Roland Steiner, Buchmagazin Literaturhaus Wien, 19. Jänner 2011
Anna Weidenholzers lose miteinander verbundene Erzählungen schlagen die Leserin in einen ganz eigenen Bann. Es gelingen ihr atmosphärisch dichte Beschreibungen in einer wunderschönen, sorgfältig gewählten Sprache. Der Ton ist melancholisch, aber nicht schwermütig. Die Handlung tritt zugunsten einer Phänomenologie des Alltags der Figuren in den Hintergrund. Weidenholzer versieht sie liebevoll mit Schrullen und Kerben, dichtet ihnen eine skurrile Versponnenheit an. So etwa in der Passage, in der eine Großmutter ihrer Enkelin erklärt, wo die Rheuma-Katzendecken herkommen: nämlich von den Himmelkatzen, die schnurren, wenn sie der Himmelsvater streichelt.

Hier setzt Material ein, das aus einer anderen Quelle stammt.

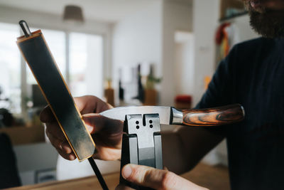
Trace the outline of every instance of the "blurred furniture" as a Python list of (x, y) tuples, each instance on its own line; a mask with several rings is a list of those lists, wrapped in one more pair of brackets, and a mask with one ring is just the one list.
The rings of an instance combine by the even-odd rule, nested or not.
[[(193, 183), (211, 190), (230, 189), (228, 169), (222, 166), (209, 166), (199, 164), (193, 170), (181, 175)], [(109, 189), (114, 189), (119, 184), (119, 173), (104, 175)], [(98, 180), (94, 176), (71, 180), (43, 183), (36, 185), (13, 188), (12, 189), (102, 189)]]
[(0, 189), (21, 186), (12, 144), (4, 133), (0, 133)]
[(143, 105), (157, 105), (158, 92), (155, 89), (144, 90), (144, 102)]

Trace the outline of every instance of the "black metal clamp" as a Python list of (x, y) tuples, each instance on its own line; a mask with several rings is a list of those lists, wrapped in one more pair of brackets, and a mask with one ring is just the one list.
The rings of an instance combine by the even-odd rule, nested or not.
[[(158, 114), (126, 115), (124, 132), (121, 169), (127, 164), (135, 164), (163, 169)], [(121, 174), (119, 182), (135, 189), (152, 189), (129, 182)]]

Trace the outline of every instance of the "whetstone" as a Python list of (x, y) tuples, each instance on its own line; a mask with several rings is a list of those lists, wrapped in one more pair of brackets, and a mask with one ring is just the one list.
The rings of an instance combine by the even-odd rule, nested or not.
[(18, 38), (17, 44), (77, 158), (91, 157), (95, 144), (41, 31)]

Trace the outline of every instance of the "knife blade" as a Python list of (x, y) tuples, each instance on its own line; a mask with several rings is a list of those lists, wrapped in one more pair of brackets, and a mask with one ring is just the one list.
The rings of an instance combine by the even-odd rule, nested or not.
[(216, 126), (240, 122), (245, 112), (239, 104), (205, 109), (180, 110), (173, 107), (130, 106), (106, 110), (101, 115), (124, 120), (126, 115), (158, 114), (160, 124), (190, 126)]

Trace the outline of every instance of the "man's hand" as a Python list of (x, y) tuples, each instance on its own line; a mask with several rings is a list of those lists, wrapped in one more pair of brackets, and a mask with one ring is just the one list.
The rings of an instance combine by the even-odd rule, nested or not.
[[(160, 190), (204, 190), (173, 172), (152, 167), (135, 164), (125, 165), (121, 171), (123, 177), (127, 181), (139, 186)], [(129, 186), (119, 185), (116, 190), (133, 189)]]
[[(91, 95), (75, 97), (74, 100), (96, 144), (97, 153), (94, 157), (104, 160), (119, 159), (123, 123), (97, 114), (112, 107)], [(49, 106), (41, 112), (40, 118), (46, 124), (46, 134), (58, 153), (66, 159), (76, 159)]]

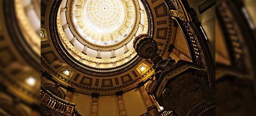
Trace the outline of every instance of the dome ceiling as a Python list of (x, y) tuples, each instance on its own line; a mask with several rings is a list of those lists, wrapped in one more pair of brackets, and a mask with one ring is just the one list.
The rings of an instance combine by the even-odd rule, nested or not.
[[(175, 33), (172, 29), (173, 21), (164, 3), (160, 1), (45, 2), (51, 8), (41, 20), (55, 21), (50, 21), (49, 25), (41, 25), (45, 29), (43, 36), (48, 38), (41, 41), (42, 71), (49, 72), (57, 81), (74, 86), (76, 91), (82, 93), (96, 91), (103, 94), (113, 94), (118, 89), (128, 90), (135, 87), (136, 82), (148, 79), (154, 72), (152, 62), (142, 59), (133, 48), (135, 37), (142, 33), (152, 36), (157, 43), (159, 52), (165, 58), (168, 55), (167, 45), (171, 42), (166, 38), (175, 37), (171, 34)], [(122, 12), (124, 16), (118, 14)], [(106, 13), (112, 15), (104, 15)], [(90, 18), (94, 21), (88, 20)], [(104, 22), (110, 24), (112, 20), (114, 26), (104, 26)], [(98, 36), (93, 40), (96, 35)], [(103, 44), (104, 36), (107, 44)]]

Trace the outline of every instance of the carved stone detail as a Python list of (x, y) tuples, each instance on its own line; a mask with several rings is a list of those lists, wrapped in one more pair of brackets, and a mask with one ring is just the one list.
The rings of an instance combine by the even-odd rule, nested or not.
[[(171, 80), (162, 93), (164, 108), (178, 116), (215, 115), (214, 93), (209, 87), (203, 70), (185, 72)], [(212, 113), (212, 114), (211, 114)], [(214, 114), (213, 114), (214, 113)]]

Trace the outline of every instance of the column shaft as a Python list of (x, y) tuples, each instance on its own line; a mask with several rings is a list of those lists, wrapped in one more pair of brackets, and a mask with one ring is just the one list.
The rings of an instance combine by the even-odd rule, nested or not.
[(91, 109), (91, 116), (97, 116), (98, 97), (99, 94), (99, 93), (92, 93), (92, 108)]
[(119, 113), (120, 116), (126, 116), (126, 112), (124, 107), (124, 100), (122, 98), (122, 91), (115, 92), (118, 99), (118, 105), (119, 107)]
[(142, 94), (146, 104), (147, 107), (147, 112), (150, 116), (160, 116), (159, 112), (157, 110), (156, 106), (154, 105), (150, 99), (147, 91), (144, 86), (144, 84), (141, 83), (139, 86), (141, 91)]
[(91, 116), (97, 116), (97, 98), (92, 98), (92, 109), (91, 110)]

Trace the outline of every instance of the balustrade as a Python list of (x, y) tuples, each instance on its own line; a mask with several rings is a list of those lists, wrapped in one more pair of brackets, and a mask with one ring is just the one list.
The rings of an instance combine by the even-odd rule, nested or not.
[(42, 86), (40, 91), (41, 102), (44, 108), (42, 110), (45, 110), (41, 112), (43, 116), (54, 114), (61, 116), (82, 116), (77, 110), (76, 105), (58, 97)]

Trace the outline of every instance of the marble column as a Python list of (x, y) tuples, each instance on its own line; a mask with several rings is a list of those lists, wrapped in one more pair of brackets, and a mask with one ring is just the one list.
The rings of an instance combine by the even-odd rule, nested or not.
[(92, 109), (91, 109), (91, 116), (97, 116), (97, 100), (99, 95), (98, 93), (92, 93)]
[(122, 91), (115, 92), (118, 99), (118, 105), (119, 107), (119, 113), (120, 116), (126, 116), (125, 108), (124, 107), (124, 100), (122, 98)]
[(142, 94), (143, 98), (147, 107), (147, 112), (150, 116), (160, 116), (159, 112), (157, 110), (156, 106), (154, 104), (147, 94), (147, 92), (144, 86), (143, 82), (142, 82), (138, 84), (141, 93)]
[(75, 91), (75, 88), (72, 86), (68, 86), (68, 88), (67, 88), (67, 91), (66, 94), (66, 96), (65, 97), (64, 100), (65, 101), (68, 102), (70, 101), (70, 99), (72, 96), (72, 94), (74, 92), (74, 91)]
[(51, 78), (52, 76), (49, 74), (47, 72), (45, 71), (42, 74), (42, 77), (41, 78), (41, 86), (43, 86), (43, 85), (46, 83), (47, 80)]

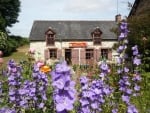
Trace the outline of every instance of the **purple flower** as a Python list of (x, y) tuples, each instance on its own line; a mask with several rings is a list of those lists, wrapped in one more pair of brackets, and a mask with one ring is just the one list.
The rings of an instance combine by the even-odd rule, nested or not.
[(135, 108), (134, 105), (129, 105), (127, 109), (127, 113), (138, 113), (138, 110)]
[(126, 102), (126, 104), (129, 104), (129, 102), (130, 102), (130, 97), (129, 97), (129, 96), (122, 95), (122, 101)]
[(55, 69), (51, 72), (54, 88), (53, 99), (58, 113), (72, 110), (76, 100), (75, 82), (71, 80), (70, 71), (70, 67), (64, 61), (56, 64)]
[(133, 59), (133, 64), (135, 64), (135, 65), (137, 65), (137, 66), (140, 65), (140, 64), (141, 64), (141, 59), (135, 57), (135, 58)]
[(139, 90), (140, 90), (140, 86), (138, 86), (137, 84), (135, 84), (134, 90), (135, 90), (135, 91), (139, 91)]
[(112, 109), (112, 113), (118, 113), (118, 109)]

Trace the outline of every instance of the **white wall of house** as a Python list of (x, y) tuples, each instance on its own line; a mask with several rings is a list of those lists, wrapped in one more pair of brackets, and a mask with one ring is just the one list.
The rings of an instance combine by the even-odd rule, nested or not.
[[(38, 60), (38, 59), (44, 60), (44, 50), (45, 49), (47, 49), (47, 48), (66, 49), (66, 48), (69, 48), (70, 42), (65, 42), (65, 41), (63, 41), (62, 43), (55, 42), (55, 46), (46, 46), (45, 41), (34, 41), (34, 42), (32, 41), (32, 42), (30, 42), (30, 48), (33, 48), (36, 50), (36, 54), (35, 54), (36, 60)], [(95, 45), (93, 45), (93, 42), (91, 42), (91, 41), (82, 41), (82, 42), (87, 43), (87, 48), (96, 48), (96, 49), (100, 49), (100, 48), (110, 48), (111, 49), (113, 47), (114, 43), (117, 43), (117, 41), (102, 41), (101, 45), (95, 46)], [(112, 51), (112, 59), (115, 59), (114, 56), (116, 56), (116, 55), (117, 55), (116, 51), (113, 50)]]

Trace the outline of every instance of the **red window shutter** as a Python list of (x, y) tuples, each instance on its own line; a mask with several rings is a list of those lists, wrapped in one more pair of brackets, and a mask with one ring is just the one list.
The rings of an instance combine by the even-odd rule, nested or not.
[(57, 58), (60, 59), (62, 56), (62, 50), (61, 49), (58, 49), (57, 50)]
[(112, 50), (108, 49), (108, 60), (112, 60)]
[(79, 64), (79, 49), (72, 49), (72, 64)]
[(44, 50), (44, 57), (45, 57), (45, 60), (49, 59), (49, 49)]
[(99, 57), (100, 57), (100, 50), (94, 49), (94, 61), (99, 61)]
[(80, 64), (86, 64), (85, 49), (84, 48), (82, 48), (80, 50)]

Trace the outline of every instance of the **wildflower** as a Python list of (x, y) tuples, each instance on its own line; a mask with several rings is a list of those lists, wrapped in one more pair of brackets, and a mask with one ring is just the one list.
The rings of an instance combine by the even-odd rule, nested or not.
[(2, 57), (3, 56), (3, 52), (0, 50), (0, 57)]
[(40, 68), (40, 71), (41, 71), (41, 72), (44, 72), (44, 73), (47, 73), (47, 72), (50, 72), (51, 69), (50, 69), (49, 66), (42, 66), (42, 67)]
[(0, 58), (0, 66), (3, 64), (4, 60), (3, 58)]
[(55, 66), (51, 72), (52, 86), (54, 87), (53, 99), (57, 112), (67, 112), (73, 109), (76, 100), (75, 82), (71, 80), (71, 70), (66, 62)]
[(29, 53), (30, 53), (30, 54), (34, 54), (34, 53), (35, 53), (35, 49), (34, 49), (34, 48), (30, 48), (30, 49), (29, 49)]

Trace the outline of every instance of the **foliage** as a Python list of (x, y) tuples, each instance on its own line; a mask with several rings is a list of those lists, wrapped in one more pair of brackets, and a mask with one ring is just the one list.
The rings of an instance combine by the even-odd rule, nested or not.
[(6, 27), (18, 22), (19, 12), (19, 0), (0, 0), (0, 31), (6, 31)]
[[(150, 70), (150, 14), (142, 14), (128, 19), (129, 23), (129, 47), (133, 45), (138, 45), (139, 51), (142, 55), (144, 70)], [(145, 37), (145, 38), (144, 38)], [(132, 56), (131, 50), (127, 49), (129, 56)]]

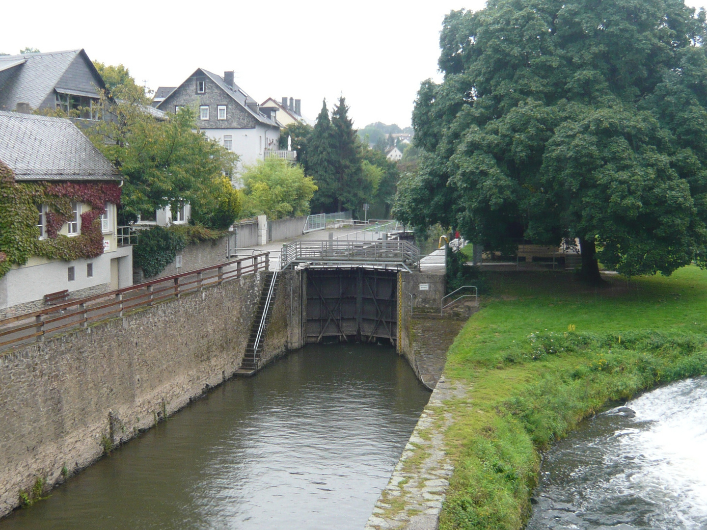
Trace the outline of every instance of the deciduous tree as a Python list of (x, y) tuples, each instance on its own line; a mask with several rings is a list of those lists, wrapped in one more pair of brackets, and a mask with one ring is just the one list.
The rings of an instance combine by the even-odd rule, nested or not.
[(452, 11), (415, 104), (398, 215), (495, 249), (579, 239), (626, 274), (707, 255), (705, 13), (682, 0), (497, 0)]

Dominika Meindl, Kulturbericht Oberösterreich, November 2010
Weidenholzers Blick auf diese oftmals banalen und doch berührenden Szenen ist originell und unsentimental. Geschickt seziert die in Wien lebende Linzerin in einfacher, klarer Sprache die Beziehungen zwischen den direkt aus dem Leben gegriffenen Figuren und deren mehr oder weniger zufällige Verbindungen zueinander messerscharf als Geflecht von aus allen sozialen Schichten stammenden Menschen, die oft an Einsamkeit, Ziellosigkeit und der Unfähigkeit, Entscheidungen für ihr Leben zu treffen, leiden. Der Trott des Alltags hält die Protagonisten fest im Griff. Träume bleiben Träume. Umwege gehen sie alle und meinen doch, sie gingen keine. Ein bemerkenswertes Debüt.